From the mid-1970s, seven countries in sub-Saharan Africa have experienced civil disorders and wars lasting for at least 10 years. In two-- Sierra Leone during 1991-2002, and Somalia from 1988 and continuing--adult HIV prevalence remained below 1%. In the Democratic Republic of the Congo, HIV prevalence appears to have stabilised during post-1991 civil disorder and war. Limited information from Angola (civil war 1975 -2002) and Liberia (civil disorder and war from 1989 and continuing) suggests low HIV prevalence. Mozambique's HIV prevalence was near 1% after its 1975 - 1992 civil war, but increased dramatically in the first post-war decade. Across African countries with long-term wars, HIV seems to have spread more slowly than in most neighbouring countries at peace. This evidence contributes to the ongoing debate about the factors that explain differential epidemic trajectories, a debate which is crucial to the design of HIV prevention programmes. One possible explanation for slow epidemic growth in wartime is that unsterile health care accounts for an important proportion of HIV transmission during peacetime, but much less when wars disrupt health services. However, other explanations are also possible. The roles of sex and blood exposures in HIV epidemics in war and peace await empirical determination.

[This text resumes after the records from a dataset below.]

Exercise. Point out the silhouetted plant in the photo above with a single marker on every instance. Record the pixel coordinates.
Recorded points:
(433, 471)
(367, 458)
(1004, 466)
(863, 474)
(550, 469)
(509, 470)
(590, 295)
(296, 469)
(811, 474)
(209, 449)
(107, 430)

自20世纪70年代中期以来,撒哈拉以南非洲的七个国家经历了持续至少10年的内乱和战争。在其中两个国家——1991年至2002年期间的塞拉利昂,以及自1988年起至今的索马里——成人艾滋病毒感染率一直低于1%。在刚果民主共和国,艾滋病毒感染率在1991年后的内乱和战争期间似乎趋于稳定。来自安哥拉(1975年至2002年内战)和利比里亚(1989年起持续的内乱和战争)的有限信息表明艾滋病毒感染率较低。莫桑比克在1975年至1992年内战后艾滋病毒感染率接近1%,但在战后的第一个十年中大幅上升。在经历长期战争的非洲国家中,艾滋病毒的传播似乎比大多数处于和平状态的邻国更为缓慢。这一证据为正在进行的关于解释不同流行轨迹的因素的辩论提供了依据,这场辩论对于艾滋病毒预防方案的设计至关重要。战时疫情增长缓慢的一个可能解释是,在和平时期,不卫生的医疗保健在艾滋病毒传播中占很大比例,但战争扰乱卫生服务时,这一比例要小得多。然而,其他解释也是有可能的。战争与和平时期性接触和血液接触在艾滋病毒流行中的作用有待实证确定。